In support of his argument, Souder refers to Ruff's testimony that while she was with Souder, he paid for all their living expenses and she held no job and that at the time of trial she had only a part-time job.
5. In its amended order, the trial court changed paragraph 20 of the May 1995 order for judgment, a finding that during the course of the parties' revision of the attorney-prepared draft of the eventual September 1992 agreement "other terms were added regarding disposition of the parties' respective interests in the event of their deaths." The amended finding now add the following:
These terms were:
a. [Souder]'s interest in the property would terminate if he should predecease [Ruff]; and
b. [Souder] shall have a claim against [Ruff]'s estate for two-thirds of the fair market value of the property in the event [Ruff] should die before [Souder].
Souder appeals from the trial court's order, contending this amended finding should be set aside because it has no basis in fact. Although this issue is not independently appealable, it is within this court's scope of review on an appeal from the judgment. See Minn.R.Civ.App.P. 103.04 (stating that on appeal from a judgement, an appellate court "may review any order involving the merits or affecting the judgment").
Souder argues that in the event he should predecease respondent, his interest in the property should pass to his estate.
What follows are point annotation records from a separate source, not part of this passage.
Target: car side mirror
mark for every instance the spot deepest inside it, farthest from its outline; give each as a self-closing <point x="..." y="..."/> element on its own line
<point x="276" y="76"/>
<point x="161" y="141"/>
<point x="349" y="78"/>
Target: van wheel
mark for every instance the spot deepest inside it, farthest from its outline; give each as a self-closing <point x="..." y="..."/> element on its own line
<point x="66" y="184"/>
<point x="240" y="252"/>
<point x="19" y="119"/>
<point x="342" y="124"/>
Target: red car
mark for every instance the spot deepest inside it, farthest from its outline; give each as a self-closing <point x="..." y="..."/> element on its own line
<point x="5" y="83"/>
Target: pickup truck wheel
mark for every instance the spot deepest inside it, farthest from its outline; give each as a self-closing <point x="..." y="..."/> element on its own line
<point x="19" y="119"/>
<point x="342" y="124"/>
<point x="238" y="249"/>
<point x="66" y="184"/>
We agree. We note that if Ruff predeceases Souder, her share is protected for her estate. We modify the judgment to avoid potential confusion concerning survivorship rights in the property, and because the finding appears to contradict the trial court's remedy.
We first note the trial court did not change its decision reestablishing Souder's two-thirds interest in the property as a tenant in common. The trial court clearly intended to grant, and granted, Souder a two-thirds interest as a tenant in common. Yet the amended finding purports to treat his interest as a joint tenant, and it is clear the trial court did not intend to create a joint tenancy. It is axiomatic that a tenancy in common has no right of survivorship, and respondent is a tenant in common with Souder.
A joint tenancy is distinguished from a tenancy in common by the fact that a surviving joint tenant succeeds to the person with whom he shared the joint tenancy.
Hendrickson v. Minneapolis Fed. Sav. Loan Ass'n , 281 Minn. 462, 464, 161 N.W.2d 688, 690 (1968). Thus, by ordering Ruff to convey to Souder a deed giving him an undivided two-thirds interest as a tenant in common, the trial court preserved that interest for Souder's estate if he predeceased Ruff.
Second, we note that the trial court did not change its conclusion that Souder's interest in said property is subject to the conditions set forth in the contract between the parties attached as Exhibit 1.
"Exhibit 1" is a copy of a draft of the parties' September 1992 agreement with a number of handwritten notations. This working draft contains no provisions regarding the parties' rights in the event of their deaths. Thus, regardless of the amended finding, the "amended" term will not govern the rights and duties of the parties because it does not appear in Exhibit 1.
We, therefore, reinstate the earlier finding of paragraph 20 which the amended finding replaced. Souder's interest in the property is that of a tenant in common, and his estate, not Ruff, succeeds to his interest if Souder predeceases Ruff.